Vandaag staan wij voor de vraag of de ouderbijdrage jeugd gezondheidszorg opgeschort moet worden. Wij zijn hierin niet de eerste en niet de enige gemeente. 70 Gemeenten gingen ons voor en 150 gemeenten staan op het punt dit te doen, dat betekent dat 50% van de Nederlandse gemeenten vindt dat de bijdrage onredelijk is.
Er zitten in de wetgeving van zo’n decentralisatie traject soms ook fouten die reparatie behoeven. Want je zal maar als ouders een ernstig depressief kind hebben die opgenomen moet worden in de jeugdpsychiatrie. Dan mag je tot 1584 euro neertellen. Staatssecretaris Van Rijn is inmiddels een onderzoek gestart naar de wenselijkheid en haalbaarheid van deze verplichte ouderbijdrage bij de jeugd GGZ. Dat doet hij niet voor niets. Er is immers een merkwaardig verschil met kinderen die een langdurige medische behandeling moeten ondergaan in een kliniek of een ziekenhuis. Daar geldt geen ouderbijdrage.
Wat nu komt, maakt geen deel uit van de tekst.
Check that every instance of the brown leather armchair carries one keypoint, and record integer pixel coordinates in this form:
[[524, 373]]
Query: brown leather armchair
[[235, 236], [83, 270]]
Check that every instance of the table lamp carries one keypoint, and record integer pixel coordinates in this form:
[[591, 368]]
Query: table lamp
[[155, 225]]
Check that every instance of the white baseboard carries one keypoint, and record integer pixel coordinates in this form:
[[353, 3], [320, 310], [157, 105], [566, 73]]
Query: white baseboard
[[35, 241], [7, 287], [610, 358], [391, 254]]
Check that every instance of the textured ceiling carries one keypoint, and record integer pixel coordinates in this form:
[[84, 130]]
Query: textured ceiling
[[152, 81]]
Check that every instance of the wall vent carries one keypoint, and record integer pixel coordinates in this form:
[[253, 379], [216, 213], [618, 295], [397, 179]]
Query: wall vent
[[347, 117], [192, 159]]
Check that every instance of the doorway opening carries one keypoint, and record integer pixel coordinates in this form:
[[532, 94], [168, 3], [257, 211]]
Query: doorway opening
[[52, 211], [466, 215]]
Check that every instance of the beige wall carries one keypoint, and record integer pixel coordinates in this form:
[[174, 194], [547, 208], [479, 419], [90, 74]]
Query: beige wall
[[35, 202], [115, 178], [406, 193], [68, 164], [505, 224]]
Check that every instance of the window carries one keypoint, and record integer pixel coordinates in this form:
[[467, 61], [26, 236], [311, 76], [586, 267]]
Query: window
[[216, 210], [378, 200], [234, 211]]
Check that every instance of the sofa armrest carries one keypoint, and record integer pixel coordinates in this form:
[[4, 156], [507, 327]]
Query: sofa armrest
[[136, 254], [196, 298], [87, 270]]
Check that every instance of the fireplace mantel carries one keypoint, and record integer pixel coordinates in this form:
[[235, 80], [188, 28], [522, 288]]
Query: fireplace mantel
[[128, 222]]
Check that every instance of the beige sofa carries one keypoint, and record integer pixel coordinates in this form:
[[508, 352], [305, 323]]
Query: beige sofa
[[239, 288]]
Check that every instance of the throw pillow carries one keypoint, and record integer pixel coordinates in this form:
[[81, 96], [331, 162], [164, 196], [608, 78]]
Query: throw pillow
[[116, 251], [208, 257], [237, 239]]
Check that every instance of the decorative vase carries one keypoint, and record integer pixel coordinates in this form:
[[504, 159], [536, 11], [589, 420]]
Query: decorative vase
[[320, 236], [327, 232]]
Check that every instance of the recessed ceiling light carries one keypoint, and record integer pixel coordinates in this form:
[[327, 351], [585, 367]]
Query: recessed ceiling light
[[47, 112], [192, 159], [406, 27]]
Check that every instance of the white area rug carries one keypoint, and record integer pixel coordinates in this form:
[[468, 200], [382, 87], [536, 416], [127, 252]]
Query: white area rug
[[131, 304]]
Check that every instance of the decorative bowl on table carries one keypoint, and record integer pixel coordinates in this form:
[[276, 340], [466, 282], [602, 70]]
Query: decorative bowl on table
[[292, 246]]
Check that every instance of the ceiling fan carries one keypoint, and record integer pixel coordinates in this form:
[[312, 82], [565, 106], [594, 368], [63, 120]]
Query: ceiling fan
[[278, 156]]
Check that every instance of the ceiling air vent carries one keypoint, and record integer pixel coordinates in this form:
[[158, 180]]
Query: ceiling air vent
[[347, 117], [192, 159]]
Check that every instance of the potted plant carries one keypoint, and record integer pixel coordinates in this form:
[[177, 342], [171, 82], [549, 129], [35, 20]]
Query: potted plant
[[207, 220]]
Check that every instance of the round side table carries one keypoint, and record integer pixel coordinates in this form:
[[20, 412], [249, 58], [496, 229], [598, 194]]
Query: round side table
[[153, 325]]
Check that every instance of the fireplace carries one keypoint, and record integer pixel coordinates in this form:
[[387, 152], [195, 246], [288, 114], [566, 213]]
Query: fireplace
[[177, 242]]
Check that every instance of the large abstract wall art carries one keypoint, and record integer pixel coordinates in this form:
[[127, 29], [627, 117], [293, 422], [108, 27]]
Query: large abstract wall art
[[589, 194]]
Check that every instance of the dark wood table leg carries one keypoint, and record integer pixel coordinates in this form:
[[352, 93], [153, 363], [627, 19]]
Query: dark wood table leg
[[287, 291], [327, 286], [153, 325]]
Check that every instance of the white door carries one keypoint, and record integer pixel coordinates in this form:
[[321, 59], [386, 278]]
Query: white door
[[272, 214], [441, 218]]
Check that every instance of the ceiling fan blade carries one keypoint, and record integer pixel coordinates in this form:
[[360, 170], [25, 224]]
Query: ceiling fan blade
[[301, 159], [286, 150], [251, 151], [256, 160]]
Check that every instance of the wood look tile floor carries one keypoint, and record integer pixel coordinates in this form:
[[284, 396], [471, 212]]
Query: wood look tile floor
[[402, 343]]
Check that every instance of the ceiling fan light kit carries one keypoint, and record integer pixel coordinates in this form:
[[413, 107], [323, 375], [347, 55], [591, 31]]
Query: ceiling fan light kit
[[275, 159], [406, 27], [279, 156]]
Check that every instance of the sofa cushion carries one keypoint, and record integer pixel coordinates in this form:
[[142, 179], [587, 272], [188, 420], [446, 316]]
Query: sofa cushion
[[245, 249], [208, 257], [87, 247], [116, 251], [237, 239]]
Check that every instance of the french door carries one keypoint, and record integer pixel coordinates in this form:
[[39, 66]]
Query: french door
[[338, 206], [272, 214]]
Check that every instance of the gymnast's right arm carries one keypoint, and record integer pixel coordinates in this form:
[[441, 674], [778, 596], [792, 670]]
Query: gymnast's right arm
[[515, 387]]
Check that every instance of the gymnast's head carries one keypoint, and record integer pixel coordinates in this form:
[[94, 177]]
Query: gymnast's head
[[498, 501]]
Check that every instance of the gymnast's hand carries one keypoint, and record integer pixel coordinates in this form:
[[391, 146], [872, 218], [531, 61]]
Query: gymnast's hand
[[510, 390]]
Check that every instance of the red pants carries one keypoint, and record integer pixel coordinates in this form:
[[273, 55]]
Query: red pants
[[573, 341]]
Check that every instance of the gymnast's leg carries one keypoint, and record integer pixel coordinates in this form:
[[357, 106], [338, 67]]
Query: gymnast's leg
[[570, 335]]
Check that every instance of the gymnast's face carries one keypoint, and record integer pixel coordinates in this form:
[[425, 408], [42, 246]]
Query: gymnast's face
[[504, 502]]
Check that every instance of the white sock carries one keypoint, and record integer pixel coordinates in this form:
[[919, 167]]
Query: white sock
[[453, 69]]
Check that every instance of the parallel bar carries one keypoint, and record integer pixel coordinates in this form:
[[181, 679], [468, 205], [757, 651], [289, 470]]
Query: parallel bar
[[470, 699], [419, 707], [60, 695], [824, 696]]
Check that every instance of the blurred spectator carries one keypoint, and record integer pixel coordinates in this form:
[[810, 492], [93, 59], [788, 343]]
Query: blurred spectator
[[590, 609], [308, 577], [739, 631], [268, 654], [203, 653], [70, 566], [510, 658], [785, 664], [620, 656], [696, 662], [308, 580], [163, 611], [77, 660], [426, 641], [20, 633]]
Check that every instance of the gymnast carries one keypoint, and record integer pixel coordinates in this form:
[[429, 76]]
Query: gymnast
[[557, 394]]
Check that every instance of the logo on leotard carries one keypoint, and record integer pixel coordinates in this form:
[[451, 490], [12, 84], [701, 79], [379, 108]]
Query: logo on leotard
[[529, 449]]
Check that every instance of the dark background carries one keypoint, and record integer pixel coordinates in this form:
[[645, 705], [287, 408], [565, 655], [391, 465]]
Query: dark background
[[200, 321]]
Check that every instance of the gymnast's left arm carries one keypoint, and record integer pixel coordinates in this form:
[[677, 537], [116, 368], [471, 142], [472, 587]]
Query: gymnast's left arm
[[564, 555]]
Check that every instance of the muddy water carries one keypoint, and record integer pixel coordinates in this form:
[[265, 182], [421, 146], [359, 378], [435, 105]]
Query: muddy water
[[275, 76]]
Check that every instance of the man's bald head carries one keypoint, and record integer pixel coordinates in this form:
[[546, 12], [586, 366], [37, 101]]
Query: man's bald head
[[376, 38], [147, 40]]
Er wordt ook geen bijdrage gevraagd aan volwassenen die GGZ nodig hebben.
Het CDA vindt dat op basis van solidariteit alleen al er genoeg argumenten zijn om deze extra bijdrage niet te innen voor een kleine uitzonderings groep met het gevaar van zorg mijdend gedrag.
Op eerdere vragen van de CDA fractie om deze – in onze optiek – oneerlijke bijdrage voor de jeugd ggz, hangende het onderzoek van Van Rijn, op te schorten meldde de wethouder dat dit niet kan omdat hij zich aan de wet moet houden. Hij zag daarom geen mogelijkheden om de bijdrage op te schorten. Als CDA fractie hebben we overigens begrip voor dat standpunt. Hij gaf drie redenen die de ouderbijdrage zouden rechtvaardigen:
1) De eerste is een besparingsmotief. Er zouden minder kosten voor levensonderhoud van het kind zijn. Echter de praktijk toont aan dat de kosten om het kind te bezoeken, de extra oppas e.d. veel hoger zijn dan de normale kosten voor levensonderhoud.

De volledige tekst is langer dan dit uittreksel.